What Makes up the Value of Your Business?

Jun 13, 2022 | News Letters | 0 comments

 

Understanding what makes up business value will help the business owners run their businesses so that it not only generates the income they need but also maximize the business’s value at exit.  Business value is comprised of tangible assets and intangible assets.

Tangible assets are those assets that we typically think of when we are looking at our income statement and balance sheet.  For example, company size, EBITDA (cash flow), growth rate, margins, etc.

Then there are intangible assets.  Intangible assets are those things that drive intrinsic value into your business and in today’s business environment, intangible assets contribute 80 to 85% of the business value.

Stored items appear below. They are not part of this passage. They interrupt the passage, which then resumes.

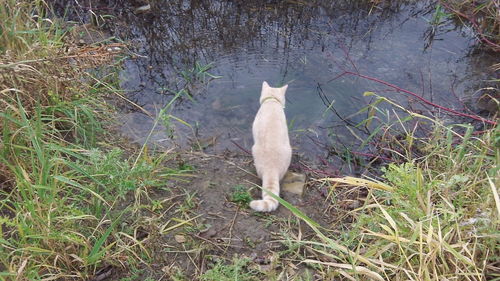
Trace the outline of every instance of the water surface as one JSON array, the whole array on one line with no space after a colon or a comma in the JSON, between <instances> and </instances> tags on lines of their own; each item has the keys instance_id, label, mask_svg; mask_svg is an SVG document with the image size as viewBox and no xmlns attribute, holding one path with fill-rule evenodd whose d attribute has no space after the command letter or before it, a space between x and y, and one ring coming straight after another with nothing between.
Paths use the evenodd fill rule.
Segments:
<instances>
[{"instance_id":1,"label":"water surface","mask_svg":"<svg viewBox=\"0 0 500 281\"><path fill-rule=\"evenodd\" d=\"M374 99L363 96L366 91L434 110L366 79L332 80L343 71L377 77L457 110L487 78L492 58L476 51L470 30L436 18L434 2L388 2L397 3L153 1L145 13L130 5L121 10L115 35L137 55L124 62L121 86L153 115L188 90L191 98L183 95L168 111L182 122L160 122L150 138L154 144L244 153L252 144L262 81L287 83L294 151L326 159L332 149L325 147L356 149L370 134L355 126L367 117L356 113ZM189 71L197 64L211 64L208 73L221 78ZM124 135L142 143L154 118L131 107L120 122Z\"/></svg>"}]
</instances>

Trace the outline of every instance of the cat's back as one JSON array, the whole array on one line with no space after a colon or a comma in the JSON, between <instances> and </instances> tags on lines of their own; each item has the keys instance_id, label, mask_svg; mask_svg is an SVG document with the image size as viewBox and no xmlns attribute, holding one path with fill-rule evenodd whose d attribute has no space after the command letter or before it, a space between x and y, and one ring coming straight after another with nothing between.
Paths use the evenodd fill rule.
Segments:
<instances>
[{"instance_id":1,"label":"cat's back","mask_svg":"<svg viewBox=\"0 0 500 281\"><path fill-rule=\"evenodd\" d=\"M289 143L285 112L278 103L268 102L268 104L261 105L255 116L252 130L256 144L270 147Z\"/></svg>"},{"instance_id":2,"label":"cat's back","mask_svg":"<svg viewBox=\"0 0 500 281\"><path fill-rule=\"evenodd\" d=\"M284 111L286 88L272 88L265 84L263 86L261 105L252 127L252 154L258 166L288 168L292 148Z\"/></svg>"}]
</instances>

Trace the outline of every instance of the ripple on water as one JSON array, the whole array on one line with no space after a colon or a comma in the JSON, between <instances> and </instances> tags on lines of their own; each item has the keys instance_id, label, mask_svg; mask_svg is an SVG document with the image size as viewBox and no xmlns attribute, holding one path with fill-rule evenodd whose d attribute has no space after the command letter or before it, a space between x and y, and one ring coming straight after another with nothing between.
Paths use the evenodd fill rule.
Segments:
<instances>
[{"instance_id":1,"label":"ripple on water","mask_svg":"<svg viewBox=\"0 0 500 281\"><path fill-rule=\"evenodd\" d=\"M168 1L147 15L125 14L121 20L129 32L121 29L120 34L135 42L144 57L125 61L121 86L134 102L158 112L171 92L186 86L182 71L195 62L213 63L209 72L222 78L209 84L194 79L188 83L193 100L182 99L170 112L189 126L171 119L172 127L159 126L151 141L167 147L189 145L196 133L200 139L216 137L209 149L220 152L237 150L231 141L251 146L262 81L289 83L286 114L294 149L315 158L325 153L318 142L357 142L346 126L366 118L356 115L372 101L363 92L412 103L367 80L343 76L331 81L344 69L452 108L461 106L450 96L452 84L456 95L466 97L474 81L484 77L482 64L471 53L470 34L451 21L429 25L426 19L434 9L430 1L393 1L397 3L381 10L344 2ZM123 133L138 142L154 124L140 112L123 114L123 120Z\"/></svg>"}]
</instances>

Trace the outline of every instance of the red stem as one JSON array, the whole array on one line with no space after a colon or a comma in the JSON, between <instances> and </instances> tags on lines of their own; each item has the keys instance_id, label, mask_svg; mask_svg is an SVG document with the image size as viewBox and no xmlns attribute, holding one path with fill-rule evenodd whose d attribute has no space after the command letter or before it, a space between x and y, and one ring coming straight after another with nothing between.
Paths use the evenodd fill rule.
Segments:
<instances>
[{"instance_id":1,"label":"red stem","mask_svg":"<svg viewBox=\"0 0 500 281\"><path fill-rule=\"evenodd\" d=\"M371 153L363 153L363 152L357 152L357 151L351 151L351 153L356 154L356 155L360 155L360 156L380 158L380 159L385 160L385 161L394 162L393 159L390 159L390 158L387 158L384 156L380 156L380 155L371 154Z\"/></svg>"},{"instance_id":2,"label":"red stem","mask_svg":"<svg viewBox=\"0 0 500 281\"><path fill-rule=\"evenodd\" d=\"M412 91L408 91L408 90L405 90L403 88L400 88L394 84L391 84L389 82L386 82L386 81L383 81L383 80L380 80L380 79L377 79L375 77L371 77L371 76L367 76L367 75L363 75L363 74L360 74L360 73L356 73L356 72L352 72L352 71L344 71L344 73L342 73L341 75L338 75L336 78L344 75L344 74L349 74L349 75L355 75L355 76L358 76L358 77L361 77L361 78L365 78L365 79L368 79L368 80L371 80L371 81L374 81L374 82L377 82L379 84L383 84L383 85L386 85L388 87L391 87L397 91L400 91L400 92L403 92L403 93L406 93L406 94L409 94L411 96L413 96L414 98L416 99L419 99L420 101L428 104L428 105L431 105L431 106L434 106L436 108L439 108L441 110L444 110L444 111L447 111L447 112L450 112L450 113L453 113L457 116L462 116L462 117L468 117L468 118L471 118L471 119L474 119L474 120L477 120L477 121L481 121L481 122L484 122L484 123L488 123L488 124L491 124L491 125L494 125L496 126L497 125L497 122L495 121L492 121L492 120L488 120L488 119L484 119L482 117L479 117L477 115L471 115L471 114L467 114L467 113L463 113L463 112L458 112L456 110L453 110L451 108L447 108L447 107L444 107L444 106L441 106L439 104L435 104L433 102L430 102L426 99L424 99L423 97L415 94L414 92Z\"/></svg>"},{"instance_id":3,"label":"red stem","mask_svg":"<svg viewBox=\"0 0 500 281\"><path fill-rule=\"evenodd\" d=\"M244 152L246 152L247 154L252 155L252 153L251 153L250 151L248 151L248 150L246 150L245 148L243 148L243 147L242 147L241 145L239 145L237 142L235 142L235 141L233 141L233 140L231 140L231 142L232 142L234 145L236 145L239 149L241 149L241 150L243 150Z\"/></svg>"}]
</instances>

Intangible assets can be categorized into four areas or four Cs as we like to call them, where C stands for capital. The four Cs are Human Capital, Customer Capital, Structure Capital, and Social Capital.

Human capital looks at two related points.  First, how dependent is the business on you (the owner)?  Can the business run equally well or better if you are not there?  Second, how well does your management team run the business?  What are their talents and competencies?  What about their experience and tenure?  What about their knowledge of the market and relationships with customers?

Customer capital considers how dependent is your business on a few key clients.  Are the clients heavily dependent on the business owner?  What percent of your revenues is repeat business? Is there client “stickiness” or is it easy for them to switch to a different supplier?

Structure capital addresses the development and sophistication of your processes and systems and whether they are well documented.  Is it easy for a newcomer to understand how work gets done or are the processes and procedures in the heads of different individuals?  Well-defined and documented processes make the business more transferable and in turn more valuable.

Social capital revolves around the culture of the company and how well employees are aligned with the company’s purpose and strategy.  Employee alignment is a key factor in the success of any company and therefore it makes the business more attractive and more valuable to a buyer.

Improving the intangible assets will also result in improving the tangible assets like growth, margins, etc.

Accelerating the business value growth is a major aspect of exit planning.